Restaurant Review: Two One Two Bar and Grill
In the opening week of a restaurant, customers typically meet the head chef either during or at the end of their meal when he comes around to their table to check if they’ve enjoyed the food. At Two One Two, a new Italian restaurant in Worli, Milanese head chef Alex Bignotti was greeting guests as they entered the door, indicating that his kitchen was well under control without his constant supervision. An entourage of waitstaff escorted us to our plush sofa chairs at the tw0-day-old restaurant and within minutes of being seated, we were informed of the few items on the menu that weren’t available for the night. Though not an ideal situation for a restaurant in opening week, they get points just for saving us from the disappoint lest we ordered them.
People familiar with New York will probably recognise the three digits that make up the restaurant’s name as the telephone area code for Manhattan. Incidentally, there’s a 212 Restaurant and Bar in New York City, but the Mumbai one, started by four partners (Arish Khajotia, Gaurav Kapur, Jay Makhijani and Ketan Kadam, a former partner of now defunct nightclub Fire ‘N’ Ice), has no connection with that establishment or its home city. The menu states that 212 degrees fahrenheit is the temperature at which boiling water starts to steam. Since steam is essential to power a locomotive as well as a restaurant, Two One Two seemed an apt name, the menu says.
The 4,000 sq ft Two One Two is simply designed and divided into a bar area and a larger, elevated dining space, with a small flight of stairs demarcating the two. The restaurant is furbished with grey granite tables, dark wood floors, rust coloured fabric walls and flatscreen TV sets, which although switched off when we visited, seemed an unwelcome accessory in a fine dining restaurant. In a week’s time, Two One Two should also have an alfresco area with a separate café menu.

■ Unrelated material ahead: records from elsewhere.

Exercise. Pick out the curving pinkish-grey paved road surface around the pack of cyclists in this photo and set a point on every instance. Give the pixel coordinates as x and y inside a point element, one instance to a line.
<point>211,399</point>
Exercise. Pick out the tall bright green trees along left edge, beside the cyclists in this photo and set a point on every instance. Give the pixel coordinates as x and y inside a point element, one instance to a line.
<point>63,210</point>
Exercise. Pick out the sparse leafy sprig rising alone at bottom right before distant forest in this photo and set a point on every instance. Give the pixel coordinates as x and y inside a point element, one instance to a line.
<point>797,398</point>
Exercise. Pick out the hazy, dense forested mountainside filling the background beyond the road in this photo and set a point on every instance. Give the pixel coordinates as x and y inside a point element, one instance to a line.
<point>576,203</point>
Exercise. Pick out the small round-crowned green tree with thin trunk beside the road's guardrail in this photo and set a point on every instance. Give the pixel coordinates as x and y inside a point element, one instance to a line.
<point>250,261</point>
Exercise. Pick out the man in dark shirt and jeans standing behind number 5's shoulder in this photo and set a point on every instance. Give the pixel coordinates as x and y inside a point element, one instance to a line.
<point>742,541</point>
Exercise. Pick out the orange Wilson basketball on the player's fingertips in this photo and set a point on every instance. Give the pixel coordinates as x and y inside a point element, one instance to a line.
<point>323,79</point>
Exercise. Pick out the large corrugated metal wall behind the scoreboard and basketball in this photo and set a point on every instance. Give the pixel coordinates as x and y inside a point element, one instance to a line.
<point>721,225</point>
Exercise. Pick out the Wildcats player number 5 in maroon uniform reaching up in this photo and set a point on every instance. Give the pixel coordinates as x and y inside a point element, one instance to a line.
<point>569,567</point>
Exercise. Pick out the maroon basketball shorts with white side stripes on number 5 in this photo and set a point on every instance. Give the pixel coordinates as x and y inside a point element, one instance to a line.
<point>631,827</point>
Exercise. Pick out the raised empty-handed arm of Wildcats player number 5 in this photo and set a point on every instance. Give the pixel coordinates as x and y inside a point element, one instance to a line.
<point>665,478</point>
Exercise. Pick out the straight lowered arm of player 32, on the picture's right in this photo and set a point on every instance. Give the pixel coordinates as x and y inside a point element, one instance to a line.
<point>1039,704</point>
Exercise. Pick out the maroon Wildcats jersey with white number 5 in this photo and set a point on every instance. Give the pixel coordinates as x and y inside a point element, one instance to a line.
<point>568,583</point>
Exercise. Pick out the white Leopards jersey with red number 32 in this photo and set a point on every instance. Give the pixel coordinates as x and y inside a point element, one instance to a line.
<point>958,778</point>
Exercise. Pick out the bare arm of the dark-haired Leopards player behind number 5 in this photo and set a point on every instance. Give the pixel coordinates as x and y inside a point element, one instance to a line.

For appetisers, we tried the truffle-scented cappuccino of wild mushrooms, and the vinegar-doused chicken skewer served on a bed of fresh tabouleh salad, both of which bode well for the courses that followed. Chef Bignotti’s proclivity for subtle flavours was most evident in the crisp, wood-fired Quattro Formaggi pizza, for unlike most four cheese pizzas, his blend of mozzarella, fontina, gorgonzola and taleggio was creamy without being overwhelming. Our spaghetti with prawns, garlic and chilli oil was perfectly al dente and the succulent, parsley-garnished prawns were well worth a second serving of the dish. Our desire for seconds resurfaced after we demolished Bignotti’s plump Scottish salmon, prepared simply with ground black pepper, sea salt and lime, and served with a frothy lemon butter sauce and a portion of Mediterranean-flavoured greens.
Two One Two is yet to print a dessert menu, but the staff are well versed with the list. On the chef’s recommendation, we ordered a creamy raspberry cheesecake with a layer of blackcurrant sauce worked into its fluffy body. While this is excellent, we also suggest you order the bitter chocolate fondant. Our only grouse was that as the bar and the dining area are so close, the restaurant gets noisy. However, the food is so good, you’ll find yourself lingering over a leisurely meal despite the din.
A meal for two costs approximately Rs3,000 excluding alcohol. All reviews are conducted anonymously.